1.6

27 November, 2006 by katelaity

[Apparently there are only crazy religious sites that advertise with Google. It may not be worth it to have the ad spot…]

“What did he say?” Lady Mangrove said with some consternation. “Why is everybody whispering?”

“He’s here to investigate,” Lizzie stated as loudly as she thought could still be considered genteel in front of the doctor.

“Instigate? Instigate what?”

“I am here, Lady Mangrove,” the doctor clarified, his own tone pitched loud enough to rattle some of the cutlery in the next room, “To investigate the murder!”

“Murder,” snorted Lady Mangrove, in what Lizzie could not help noticing was an unsuitably ungenteel fashion, “What murder?”

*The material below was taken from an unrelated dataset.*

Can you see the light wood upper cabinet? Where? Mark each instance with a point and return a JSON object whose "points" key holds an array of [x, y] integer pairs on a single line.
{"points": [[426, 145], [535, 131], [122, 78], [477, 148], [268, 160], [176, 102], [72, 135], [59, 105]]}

Doctor Ponsonby snatched a small blue bottle from the table. It was marked with what appeared to be two triangles, one inverted, the other missing a little bit in the bottom line. He thrust it before Lady Mangrove’s perfect nose. “I put it to you that this is arsenic, my lady!”

“Of course, it’s arsenic,” Lady Mangrove continued, her tone now matching the shouting of the others. “That’s my husband’s arsenic concoction. Vinegar I believe,” she added, a finger thoughtfully to her lips. “I believe he mixes it with vinegar. My sister always added chalk, but my dear husband would have none of that. Always preferred the ruddy complexion. Suits a man, he always said, did he not, Alice?”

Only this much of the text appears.